Autor: Cristian Prieto Ávila
Antes de nacer heredaron la guerra. En el norte del Cauca, el norte de Santander, el nordeste antioqueño; en el sur, oriente y occidente de Colombia, sus abuelos y los abuelos de sus abuelos, murieron. Bueno, los mataron. Y con ellos se fueron las historias y se amañó el silencio. El sol no dejó de salir y los nietos se hicieron líderes.
Desde 2018, de acuerdo con Somos Defensores, 805 líderes sociales fueron víctimas de violencia y 196 fueron asesinados.
Es una masacre de quienes comprenden el conflicto y defienden su territorio. Al ser un obstáculo que le impide, a no sé quién, ganar el control de negocios como el narcotráfico.

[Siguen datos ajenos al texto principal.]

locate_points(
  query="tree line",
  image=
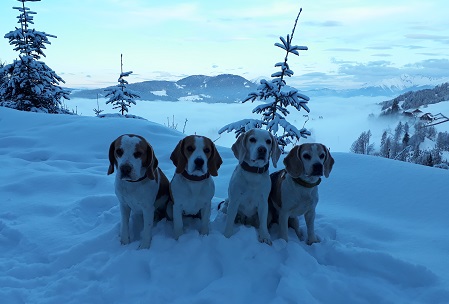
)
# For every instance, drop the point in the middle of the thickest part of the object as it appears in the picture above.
(407, 145)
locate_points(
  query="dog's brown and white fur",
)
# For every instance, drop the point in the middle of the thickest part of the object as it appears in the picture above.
(294, 190)
(140, 185)
(250, 183)
(192, 187)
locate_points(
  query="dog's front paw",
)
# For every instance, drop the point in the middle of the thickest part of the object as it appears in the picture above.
(312, 239)
(144, 245)
(204, 230)
(124, 240)
(265, 239)
(177, 233)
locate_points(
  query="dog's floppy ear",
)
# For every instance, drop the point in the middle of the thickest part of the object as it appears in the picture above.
(293, 163)
(275, 151)
(151, 163)
(214, 162)
(328, 163)
(239, 147)
(178, 158)
(112, 160)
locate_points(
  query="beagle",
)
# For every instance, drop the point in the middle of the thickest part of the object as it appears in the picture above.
(250, 182)
(140, 185)
(294, 190)
(192, 188)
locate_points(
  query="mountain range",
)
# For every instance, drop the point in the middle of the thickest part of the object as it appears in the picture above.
(228, 88)
(225, 88)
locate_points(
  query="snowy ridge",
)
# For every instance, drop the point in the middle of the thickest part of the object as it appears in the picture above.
(383, 226)
(225, 88)
(407, 82)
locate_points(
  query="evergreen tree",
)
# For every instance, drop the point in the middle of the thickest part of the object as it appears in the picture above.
(385, 145)
(120, 97)
(277, 98)
(362, 144)
(30, 84)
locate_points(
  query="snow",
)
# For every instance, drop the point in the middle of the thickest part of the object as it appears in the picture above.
(160, 93)
(383, 223)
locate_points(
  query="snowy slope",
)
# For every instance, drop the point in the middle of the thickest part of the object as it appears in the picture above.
(383, 226)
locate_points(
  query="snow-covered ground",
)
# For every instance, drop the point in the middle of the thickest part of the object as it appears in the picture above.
(383, 223)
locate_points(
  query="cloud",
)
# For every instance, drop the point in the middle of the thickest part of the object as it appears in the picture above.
(379, 47)
(382, 55)
(329, 23)
(342, 50)
(440, 65)
(439, 38)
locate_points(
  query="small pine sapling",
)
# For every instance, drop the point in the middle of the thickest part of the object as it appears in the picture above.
(28, 83)
(277, 98)
(120, 97)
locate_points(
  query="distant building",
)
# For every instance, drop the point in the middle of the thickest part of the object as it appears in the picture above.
(427, 117)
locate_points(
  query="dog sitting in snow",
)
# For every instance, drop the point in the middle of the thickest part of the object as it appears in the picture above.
(192, 188)
(140, 185)
(294, 190)
(250, 182)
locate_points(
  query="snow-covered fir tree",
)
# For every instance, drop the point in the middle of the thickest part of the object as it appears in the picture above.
(29, 84)
(277, 97)
(119, 96)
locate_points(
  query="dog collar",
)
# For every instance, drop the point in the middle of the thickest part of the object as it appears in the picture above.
(304, 183)
(137, 180)
(195, 178)
(245, 166)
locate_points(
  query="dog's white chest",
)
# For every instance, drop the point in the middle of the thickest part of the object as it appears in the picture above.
(136, 195)
(249, 189)
(297, 199)
(192, 196)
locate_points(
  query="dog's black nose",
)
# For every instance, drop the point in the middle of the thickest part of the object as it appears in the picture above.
(199, 162)
(125, 170)
(317, 169)
(262, 150)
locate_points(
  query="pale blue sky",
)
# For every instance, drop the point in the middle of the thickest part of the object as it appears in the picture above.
(350, 42)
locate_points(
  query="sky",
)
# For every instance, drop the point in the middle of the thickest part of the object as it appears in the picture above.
(350, 43)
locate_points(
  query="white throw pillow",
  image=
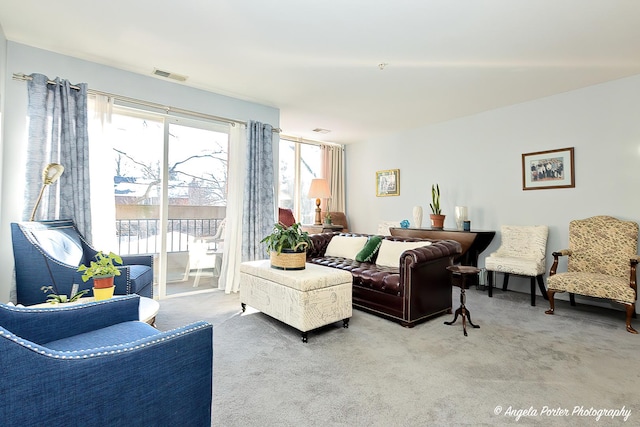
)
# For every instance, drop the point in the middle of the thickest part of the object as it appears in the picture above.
(390, 251)
(345, 246)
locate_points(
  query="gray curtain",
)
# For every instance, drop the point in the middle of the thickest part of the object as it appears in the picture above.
(259, 195)
(58, 133)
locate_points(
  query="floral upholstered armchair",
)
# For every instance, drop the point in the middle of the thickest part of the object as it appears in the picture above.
(602, 260)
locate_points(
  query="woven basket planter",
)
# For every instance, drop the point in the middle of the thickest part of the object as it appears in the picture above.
(288, 259)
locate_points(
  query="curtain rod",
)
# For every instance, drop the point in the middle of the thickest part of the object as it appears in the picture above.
(308, 141)
(24, 77)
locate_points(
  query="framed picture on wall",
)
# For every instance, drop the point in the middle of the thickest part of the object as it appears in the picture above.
(388, 182)
(548, 169)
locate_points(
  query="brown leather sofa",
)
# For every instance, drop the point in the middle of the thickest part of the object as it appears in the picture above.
(419, 288)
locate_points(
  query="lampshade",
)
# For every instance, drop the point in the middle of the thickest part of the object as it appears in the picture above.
(51, 173)
(319, 189)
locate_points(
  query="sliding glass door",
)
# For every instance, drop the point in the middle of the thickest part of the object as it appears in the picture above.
(170, 181)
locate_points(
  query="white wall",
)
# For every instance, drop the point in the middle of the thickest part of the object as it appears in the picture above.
(477, 162)
(26, 59)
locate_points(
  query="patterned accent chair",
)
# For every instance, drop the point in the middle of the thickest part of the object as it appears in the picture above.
(602, 259)
(522, 252)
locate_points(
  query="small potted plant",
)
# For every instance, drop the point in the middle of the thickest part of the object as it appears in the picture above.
(102, 271)
(287, 247)
(437, 219)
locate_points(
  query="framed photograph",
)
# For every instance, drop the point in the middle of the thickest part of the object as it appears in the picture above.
(388, 183)
(548, 169)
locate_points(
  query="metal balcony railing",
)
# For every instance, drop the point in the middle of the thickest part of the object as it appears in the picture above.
(141, 236)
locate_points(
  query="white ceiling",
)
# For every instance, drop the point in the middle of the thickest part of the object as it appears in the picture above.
(317, 61)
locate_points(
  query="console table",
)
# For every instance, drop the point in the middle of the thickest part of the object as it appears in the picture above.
(323, 228)
(473, 242)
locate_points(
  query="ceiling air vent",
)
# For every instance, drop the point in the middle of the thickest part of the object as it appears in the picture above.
(169, 75)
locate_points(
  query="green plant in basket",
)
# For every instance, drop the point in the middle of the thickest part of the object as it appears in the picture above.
(282, 237)
(103, 266)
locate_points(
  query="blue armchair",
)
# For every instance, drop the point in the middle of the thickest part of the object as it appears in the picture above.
(58, 246)
(95, 364)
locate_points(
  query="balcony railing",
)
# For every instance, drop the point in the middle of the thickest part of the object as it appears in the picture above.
(141, 236)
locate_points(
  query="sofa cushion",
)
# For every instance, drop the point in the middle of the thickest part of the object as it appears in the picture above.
(390, 251)
(370, 249)
(345, 246)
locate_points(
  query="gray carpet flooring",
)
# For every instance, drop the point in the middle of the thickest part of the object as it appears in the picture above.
(521, 367)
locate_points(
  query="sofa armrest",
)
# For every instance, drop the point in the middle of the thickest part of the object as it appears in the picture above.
(44, 324)
(439, 249)
(164, 379)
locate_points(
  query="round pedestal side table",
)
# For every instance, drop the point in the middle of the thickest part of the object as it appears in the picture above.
(459, 275)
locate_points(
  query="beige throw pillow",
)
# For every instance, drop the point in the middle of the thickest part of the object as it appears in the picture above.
(390, 251)
(345, 246)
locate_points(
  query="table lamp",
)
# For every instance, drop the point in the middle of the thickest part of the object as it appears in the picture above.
(320, 190)
(50, 174)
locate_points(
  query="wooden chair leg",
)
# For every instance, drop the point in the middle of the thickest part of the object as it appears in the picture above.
(490, 277)
(631, 308)
(551, 294)
(533, 291)
(543, 289)
(505, 282)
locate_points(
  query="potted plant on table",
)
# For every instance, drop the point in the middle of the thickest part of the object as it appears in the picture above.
(437, 219)
(287, 247)
(102, 270)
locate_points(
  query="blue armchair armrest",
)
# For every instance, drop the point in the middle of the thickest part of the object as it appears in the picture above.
(137, 260)
(164, 378)
(42, 325)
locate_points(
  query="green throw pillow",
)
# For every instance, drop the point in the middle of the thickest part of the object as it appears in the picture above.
(370, 248)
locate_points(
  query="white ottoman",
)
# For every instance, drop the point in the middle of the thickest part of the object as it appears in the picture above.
(305, 299)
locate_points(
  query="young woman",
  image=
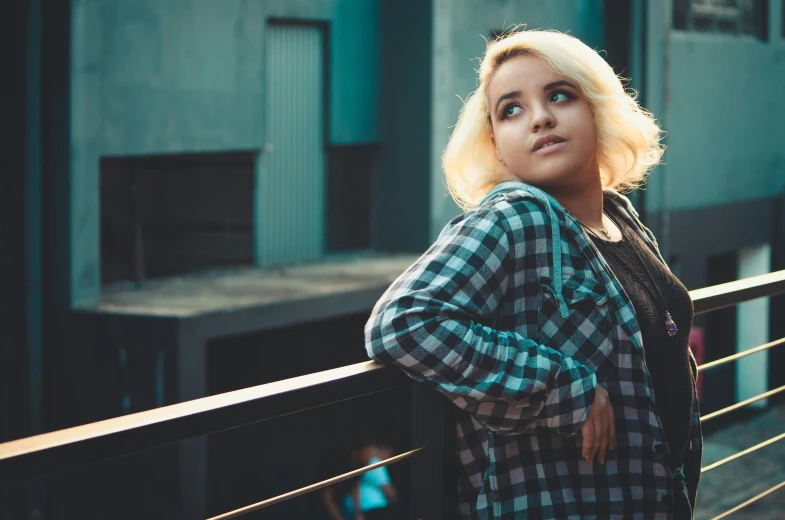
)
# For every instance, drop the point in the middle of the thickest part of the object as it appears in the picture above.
(545, 312)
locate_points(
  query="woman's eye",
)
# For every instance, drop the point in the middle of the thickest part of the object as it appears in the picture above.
(510, 111)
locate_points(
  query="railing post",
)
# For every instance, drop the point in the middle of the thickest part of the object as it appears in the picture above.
(427, 429)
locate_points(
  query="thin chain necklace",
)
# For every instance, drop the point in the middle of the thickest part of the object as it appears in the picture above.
(604, 231)
(670, 325)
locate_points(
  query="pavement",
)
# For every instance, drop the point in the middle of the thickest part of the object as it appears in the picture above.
(733, 483)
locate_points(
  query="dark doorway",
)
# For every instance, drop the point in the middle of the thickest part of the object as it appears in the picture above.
(175, 214)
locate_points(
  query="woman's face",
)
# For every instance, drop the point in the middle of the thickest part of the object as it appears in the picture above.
(543, 126)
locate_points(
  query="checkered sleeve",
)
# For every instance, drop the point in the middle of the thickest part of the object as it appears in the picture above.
(434, 322)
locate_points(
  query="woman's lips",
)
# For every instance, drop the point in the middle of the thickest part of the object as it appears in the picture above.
(551, 148)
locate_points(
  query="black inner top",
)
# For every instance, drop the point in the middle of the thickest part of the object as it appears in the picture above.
(666, 356)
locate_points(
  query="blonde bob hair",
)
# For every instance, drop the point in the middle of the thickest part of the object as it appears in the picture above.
(628, 138)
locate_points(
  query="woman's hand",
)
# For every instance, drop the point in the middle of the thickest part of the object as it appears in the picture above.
(599, 430)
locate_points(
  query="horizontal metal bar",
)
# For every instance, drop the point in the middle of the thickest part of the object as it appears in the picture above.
(317, 486)
(742, 453)
(742, 404)
(41, 454)
(740, 355)
(750, 501)
(732, 293)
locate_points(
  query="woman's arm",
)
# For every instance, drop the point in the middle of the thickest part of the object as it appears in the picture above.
(433, 323)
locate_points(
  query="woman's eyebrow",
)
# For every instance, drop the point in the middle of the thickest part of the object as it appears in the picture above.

En elecciones regionales su territorio es un campo de batalla. Las calles quedan empapeladas de partidos. Hay comida, calendarios, gorras y camisetas: todo gratis, incluso la traición, el riesgo y la matanza. La venta de sus territorios y la disputa de intereses.
Pero las reglas cambiaron. Ya no convencen a los líderes, los matan. En plena diseminación del miedo, la gente, del pueblo al que le arrebataron su defensa, huye a las urnas confundida, o las evita. Sin darse cuenta de que importa más un voto, que la vida. Porque desprovistos de un líder que luche, ya no interesarán ni serán escuchados. Hasta que todo vuelva a ser gratis de nuevo.
Luego, la política se retirará sin comprender que los asesinados eran líderes. No para ser elegidos, sino porque nunca nominaron de candidata a la guerra.
Sin considerar que no les interesaba llegar a la cima de la pirámide, sino quedarse con los suyos para gobernar sin Estado y, por lo tanto, sin democracia. Resistían, como sus abuelos y los abuelos de sus abuelos, en pleno olvido.